Konstantin, Yeah, sorry about the tabs. I used vi in stupid-mode. I'll get close cleaned-up before a commit. As for the stncpy, I was originally thinking that an int couldn't be longer than a few characters, but on further reflection, it doesn't matter: instead, its the user input that must be fewer than 100 characters if this isn't going to fail. I decided to use strncpy because the existing code used strcpy which was IMO even worse. I was thinking I might make a bigger change to use strtol() and actually look at the value of 'endptr' after the call. I didn't want a patch that made too many changes at once. Before my patch, the strcpy was happening *after* the use of len. I'll clean that up, too. Using strtol (instead of atoi) will do a better job of detecting problems with the actual "value" coming from the user. Right now, if you say worker.port=abc, then atoi will return an undefined value (probably 0) for that configuration option. I'll fix the other stuff and then look at using strtol.

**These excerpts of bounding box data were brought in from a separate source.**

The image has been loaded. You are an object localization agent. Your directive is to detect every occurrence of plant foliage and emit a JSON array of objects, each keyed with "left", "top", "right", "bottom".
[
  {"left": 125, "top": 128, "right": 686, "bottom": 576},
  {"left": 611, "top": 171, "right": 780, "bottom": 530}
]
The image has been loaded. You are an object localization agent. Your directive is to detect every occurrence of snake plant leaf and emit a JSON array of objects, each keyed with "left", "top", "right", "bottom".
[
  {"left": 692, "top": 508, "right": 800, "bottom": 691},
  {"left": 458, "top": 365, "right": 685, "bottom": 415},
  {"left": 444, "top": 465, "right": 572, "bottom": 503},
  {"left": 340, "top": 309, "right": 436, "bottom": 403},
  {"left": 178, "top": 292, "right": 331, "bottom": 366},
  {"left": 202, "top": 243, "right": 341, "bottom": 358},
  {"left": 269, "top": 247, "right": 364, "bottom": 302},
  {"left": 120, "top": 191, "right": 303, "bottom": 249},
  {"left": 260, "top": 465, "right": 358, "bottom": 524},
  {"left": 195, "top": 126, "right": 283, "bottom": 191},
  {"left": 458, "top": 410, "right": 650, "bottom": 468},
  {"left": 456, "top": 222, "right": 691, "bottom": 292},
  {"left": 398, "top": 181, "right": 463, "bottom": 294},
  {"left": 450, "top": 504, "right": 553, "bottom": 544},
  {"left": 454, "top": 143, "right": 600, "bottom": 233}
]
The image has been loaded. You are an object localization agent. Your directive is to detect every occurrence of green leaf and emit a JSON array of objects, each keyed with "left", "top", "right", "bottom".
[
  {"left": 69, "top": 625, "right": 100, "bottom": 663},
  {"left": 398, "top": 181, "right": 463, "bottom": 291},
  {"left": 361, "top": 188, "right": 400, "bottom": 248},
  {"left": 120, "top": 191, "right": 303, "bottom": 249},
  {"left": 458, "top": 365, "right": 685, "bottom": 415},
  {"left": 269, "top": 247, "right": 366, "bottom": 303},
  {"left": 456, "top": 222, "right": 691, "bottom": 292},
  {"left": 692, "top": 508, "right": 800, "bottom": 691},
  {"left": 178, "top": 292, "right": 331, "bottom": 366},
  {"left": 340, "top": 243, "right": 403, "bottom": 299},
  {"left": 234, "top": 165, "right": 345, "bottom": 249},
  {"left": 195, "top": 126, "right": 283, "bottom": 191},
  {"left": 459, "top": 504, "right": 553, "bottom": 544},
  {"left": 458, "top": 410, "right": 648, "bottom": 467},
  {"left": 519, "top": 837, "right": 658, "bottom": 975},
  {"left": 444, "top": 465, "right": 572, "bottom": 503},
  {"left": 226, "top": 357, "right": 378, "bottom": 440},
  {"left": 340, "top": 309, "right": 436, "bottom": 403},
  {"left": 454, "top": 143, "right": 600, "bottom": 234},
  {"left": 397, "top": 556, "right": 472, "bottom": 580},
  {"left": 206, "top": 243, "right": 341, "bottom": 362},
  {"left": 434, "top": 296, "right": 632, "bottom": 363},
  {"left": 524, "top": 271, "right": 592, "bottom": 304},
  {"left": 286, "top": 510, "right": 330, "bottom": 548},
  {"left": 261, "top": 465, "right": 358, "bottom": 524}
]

A more minimalistic patch would be (untested yet): Index: common/jk_map.c =================================================================== --- common/jk_map.c (revision 1583423) +++ common/jk_map.c (working copy) @@ -206,7 +206,6 @@ const char *rc; size_t len; int int_res; - int multit = 1; sprintf(buf, "%d", def); rc = jk_map_get_string(m, name, buf); @@ -213,22 +212,21 @@ len = strlen(rc); if (len) { - char *lastchar = &buf[0] + len - 1; - strcpy(buf, rc); + const char *lastchar = &rc[0] + len - 1; + int multit = 1; if ('m' == *lastchar || 'M' == *lastchar) { - *lastchar = '\0'; multit = 1024 * 1024; } else if ('k' == *lastchar || 'K' == *lastchar) { - *lastchar = '\0'; multit = 1024; } - int_res = atoi(buf); + /* Safe because atoi() will stop at any non-numeric lastchar */ + int_res = atoi(rc) * multit; } else int_res = def; - return int_res * multit; + return int_res; } double jk_map_get_double(jk_map_t *m, const char *name, double def) The only reason for using a copy of rc seems to be that we terminate the string after the number in case there was a scaling character ("k" or "M" etc.). But atoi should stop converting to a number when detecting such a character anyhow, so we don't nee to overwrite it with a zero byte and thus can operate on the original rc. No string copy, no overlap. Moving the use of multit completely to the non-default value block because it is a bit misleading to multiply in the default case (factor was "1" there).
Fixed in 1583726. Will be part of version 1.2.40.